Preheat the oven to 350°F. Place the almonds on a baking sheet and toast for 7 minutes, or until golden. Cool for a few minutes, then chop coarsely and set aside.
Whisk together 1 1/3 cups of the oil and the vinegar, orange juice, zest, capers, and anchovies in a small bowl. Season with salt and pepper. Set aside.
Preheat a gas or charcoal grill to medium-high heat. If you are using a charcoal grill, build a fire with coals and let it burn down until the coals are glowing red with a thin coating of white ash. Spread the coals out in a single layer. Brush a grill grate with oil, place the grill grate on the regular grate and preheat for 5 minutes. Brush the salmon fillets with 2 tablespoons of oil. Place the fillets skin side down on the hot grill grate and grill for 3 minutes. Gently turn the fish with a spatula or tongs, and cook for another 4 to 5 minutes on the other side, or until the fish is firm but not hard.
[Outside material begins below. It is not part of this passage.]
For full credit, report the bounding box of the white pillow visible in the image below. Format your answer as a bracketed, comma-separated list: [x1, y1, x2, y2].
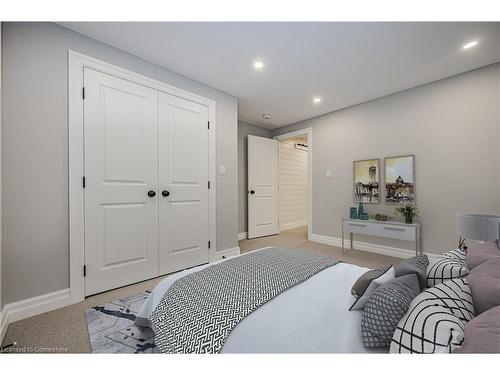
[390, 278, 475, 353]
[349, 266, 396, 311]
To check if the fish is done, insert a knife into the thickest part of a fillet; the center should be slightly translucent. Alternatively, brush the salmon fillets with 2 tablespoons of oil and bake at 400°F for 10 to 12 minutes, or until it pulls apart when pierced with a fork. Remove the skin from the fish and transfer the fillets to serving plates; they will continue to cook as they rest.
Spoon ¼ to 1/3 cup of the sauce over each piece of the grilled (or baked) salmon.
Slice the avocados, if using, into thin slices to serve as garnish. To serve warm and help prevent browning and loss of color, heat the avocado slices with a little oil in a large sauté pan over medium heat until warm, about 1 minute. Place the raw or warmed slices around the salmon and drizzle sauce over the platter. Finally, sprinkle the chopped almonds on top.